Igreja

O Papa Leão XIII exorta a uma política jovem enraizada na paz.

01/02/26

O Papa exortou os jovens líderes a terem coragem, lembrando-os de que seus esforços em prol da fraternidade são compartilhados por todas as culturas e religiões.

No sábado, o Papa Leão XIV discursou para jovens líderes políticos de todo o mundo na conferência “Uma Humanidade, Um Planeta”, exortando-os a fundamentar a vida política na paz, na justiça e no cuidado com os mais vulneráveis.

Discursando na Sala Clementina, o Papa elogiou o compromisso dos participantes com o bem comum e destacou a diversidade entre eles como uma força, e não como um desafio . A abordagem deles, disse ele, incorpora a sinodalidade — uma forma de proceder marcada pela escuta, pelo discernimento compartilhado e pelo respeito à complexidade.

“A maneira como vocês procedem não é incidental”, disse ele. “Ela serve como a lente essencial através da qual vocês observam o mundo.” Em um clima global marcado pela polarização e pelo conflito, o Papa apresentou a sinodalidade como uma ferramenta prática para o engajamento político , capaz de buscar a verdade sem medo e a colaboração sem apagar as diferenças.

discurso retornou repetidamente à paz , que o Papa descreveu como uma dádiva recebida, um pacto compartilhado e uma promessa ainda a ser cumprida. A construção da paz, insistiu ele, não começa no cenário mundial, mas em ambientes cotidianos: universidades, locais de trabalho, grupos cívicos e partidos políticos.
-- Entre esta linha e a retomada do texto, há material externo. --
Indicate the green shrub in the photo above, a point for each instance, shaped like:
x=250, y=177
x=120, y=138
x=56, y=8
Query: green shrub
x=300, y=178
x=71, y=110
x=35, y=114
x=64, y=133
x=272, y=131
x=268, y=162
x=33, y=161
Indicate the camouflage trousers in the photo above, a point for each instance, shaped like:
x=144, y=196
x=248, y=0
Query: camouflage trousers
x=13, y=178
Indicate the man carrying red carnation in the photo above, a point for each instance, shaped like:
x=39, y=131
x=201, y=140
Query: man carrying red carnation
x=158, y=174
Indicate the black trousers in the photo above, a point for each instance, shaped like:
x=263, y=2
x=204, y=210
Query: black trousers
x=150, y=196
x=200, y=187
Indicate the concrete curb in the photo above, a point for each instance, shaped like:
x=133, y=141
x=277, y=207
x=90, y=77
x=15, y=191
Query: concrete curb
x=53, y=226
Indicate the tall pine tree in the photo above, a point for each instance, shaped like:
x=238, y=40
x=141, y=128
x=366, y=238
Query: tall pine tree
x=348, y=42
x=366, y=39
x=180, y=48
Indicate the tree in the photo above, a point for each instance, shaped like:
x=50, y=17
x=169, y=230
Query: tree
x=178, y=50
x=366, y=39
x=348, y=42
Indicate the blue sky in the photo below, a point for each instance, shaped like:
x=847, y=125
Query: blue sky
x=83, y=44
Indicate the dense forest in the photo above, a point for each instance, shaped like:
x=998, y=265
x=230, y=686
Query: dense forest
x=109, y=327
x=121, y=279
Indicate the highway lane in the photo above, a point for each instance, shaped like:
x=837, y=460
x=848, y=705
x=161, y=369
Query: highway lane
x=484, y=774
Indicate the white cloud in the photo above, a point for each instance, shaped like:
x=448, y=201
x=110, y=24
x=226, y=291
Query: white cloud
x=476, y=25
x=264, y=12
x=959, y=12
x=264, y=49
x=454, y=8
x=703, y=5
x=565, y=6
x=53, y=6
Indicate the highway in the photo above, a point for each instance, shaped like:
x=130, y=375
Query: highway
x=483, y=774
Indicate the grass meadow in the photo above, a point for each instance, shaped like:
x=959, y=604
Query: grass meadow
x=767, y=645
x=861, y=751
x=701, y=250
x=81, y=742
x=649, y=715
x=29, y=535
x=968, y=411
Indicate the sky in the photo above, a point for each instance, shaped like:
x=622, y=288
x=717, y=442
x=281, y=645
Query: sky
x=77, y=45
Sem harmonia nesses espaços, a paz global permanece uma abstração.

O Papa Leão XIV também expressou gratidão pelas iniciativas inspiradas pela visão do Papa Francisco, incluindo os “Quatro Sonhos” promovidos pela Pontifícia Comissão para a América Latina e articulados na Querida Amazônia . Esses sonhos — de renovação social, cultural, ecológica e eclesial — permanecem urgentes, disse ele, em um mundo marcado pela guerra e pela injustiça.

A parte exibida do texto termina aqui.